Lando Norris was asked after the Sao Paulo Grand Prix if he was now thinking about the championship, having extended his lead in one weekend from one point to a comfortable margin.
“Not at all,” he said.
Whether he means it or not, the result leaves him in a commanding position. His second successive win moves him 24 points clear of team-mate Oscar Piastri, while Max Verstappen is 49 adrift. With a maximum of 83 points available across the remaining three races, the title is not sealed, but Norris heads to Las Vegas with clear control.
The balance of the season has flipped dramatically in the past seven races. Piastri left the Dutch Grand Prix in late August with a 34-point lead after his seventh win of the season and Norris’ retirement. Since then, Piastri’s form has collapsed while Norris has improved markedly. Over those seven grands prix, including two sprints, Norris has swung 58 points in his favour.
Brazil was a near-perfect weekend for Norris: pole, sprint victory and the grand prix, without looking threatened. He conceded he was disappointed by how quick Verstappen appeared and said he’d go over the weekend with his team to see where they could improve. The win in Sao Paulo was Norris’ seventh of the season, achieved in the 21st grand prix — underlining how the championship narrative has changed from earlier in the year.
Norris attributes part of his resurgence to learning to manage external pressures better. He said he had cared too much about perceptions and media earlier in the season, which affected him, and that he has learned to be true to himself, more confident and focused on performance rather than outside noise.
For Piastri, Sao Paulo was another tough weekend. His crash out of third in the sprint handed Norris the championship lead and was the latest in a run of costly mistakes: multiple significant errors across recent events, adding to earlier incidents such as a jumped start in Baku and involvement in the Austin sprint crash that took out both McLarens. In the grand prix, a bold move into Turn One at the restart resulted in contact with Kimi Antonelli and Charles Leclerc; stewards judged Piastri fully to blame and imposed a 10-second penalty, although he recovered to finish fifth. Piastri acknowledged the penalty and said his main concern is finding the pace he wants for the remaining races.
If the headline of the weekend belongs to Norris, the standout individual performance was arguably Verstappen’s. Having struggled for pace all weekend — he was fourth in the sprint and knocked out in the first part of qualifying for the first time in his career, qualifying 16th — Red Bull opted to change the car setup and fit a new engine after qualifying. That forced Verstappen to start from the pit lane.

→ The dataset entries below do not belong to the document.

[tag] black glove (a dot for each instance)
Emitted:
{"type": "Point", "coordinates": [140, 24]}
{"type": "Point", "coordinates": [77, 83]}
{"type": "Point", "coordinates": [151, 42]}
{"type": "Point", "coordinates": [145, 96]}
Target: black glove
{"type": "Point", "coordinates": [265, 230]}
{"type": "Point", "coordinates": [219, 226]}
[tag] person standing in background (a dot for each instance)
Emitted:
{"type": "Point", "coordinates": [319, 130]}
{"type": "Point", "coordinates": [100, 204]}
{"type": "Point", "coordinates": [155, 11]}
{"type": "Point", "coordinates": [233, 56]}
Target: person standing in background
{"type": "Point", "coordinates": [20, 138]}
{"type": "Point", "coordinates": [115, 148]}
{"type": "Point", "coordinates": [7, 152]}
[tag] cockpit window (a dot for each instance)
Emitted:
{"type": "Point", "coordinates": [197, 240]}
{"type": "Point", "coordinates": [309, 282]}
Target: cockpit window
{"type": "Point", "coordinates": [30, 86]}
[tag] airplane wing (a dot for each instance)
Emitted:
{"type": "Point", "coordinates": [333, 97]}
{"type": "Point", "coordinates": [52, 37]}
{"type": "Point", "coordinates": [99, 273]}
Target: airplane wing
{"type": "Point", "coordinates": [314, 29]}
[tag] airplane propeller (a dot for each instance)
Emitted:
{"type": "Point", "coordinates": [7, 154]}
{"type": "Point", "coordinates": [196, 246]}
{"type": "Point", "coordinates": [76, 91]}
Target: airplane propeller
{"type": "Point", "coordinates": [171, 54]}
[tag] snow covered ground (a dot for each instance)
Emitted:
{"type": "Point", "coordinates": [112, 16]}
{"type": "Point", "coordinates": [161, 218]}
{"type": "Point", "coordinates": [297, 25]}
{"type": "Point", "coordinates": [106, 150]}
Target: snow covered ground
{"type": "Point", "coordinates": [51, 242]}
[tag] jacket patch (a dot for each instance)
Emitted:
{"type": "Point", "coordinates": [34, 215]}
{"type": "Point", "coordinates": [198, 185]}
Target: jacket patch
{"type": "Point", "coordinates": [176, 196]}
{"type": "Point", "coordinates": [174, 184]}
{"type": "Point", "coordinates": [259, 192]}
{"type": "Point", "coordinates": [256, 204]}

Early in the race he suffered a puncture on lap six and dropped to the back, but once on the preferred medium tyre he carved his way through the field to finish third. At one point, when Norris made his final stop, Verstappen briefly inherited the lead, highlighting how strong his recovery was. Red Bull and some rival engineers debated whether a different tyre strategy might have given Verstappen a shot at victory, but Red Bull team principal Laurent Mekies and McLaren’s Andrea Stella pointed to severe tyre degradation and judged the chosen pit strategy sensible.
Verstappen and his team described the drive as “incredible” and “sensational” — a remarkable recovery on a dry track after starting from the pits and suffering an early puncture. Yet the result does little to alter the championship maths: being 49 points behind with three races to go makes a comeback difficult. Verstappen reflected that the title was largely lost earlier in the season when Red Bull were often not quick enough, and vowed to keep fighting for race wins in the remaining events.
In short, Norris delivered a champion’s weekend in Sao Paulo — faultless across qualifying, the sprint and the grand prix — while Verstappen produced one of the drives of the year despite his earlier setbacks. Piastri, meanwhile, must find form and consistency fast if he is to challenge again.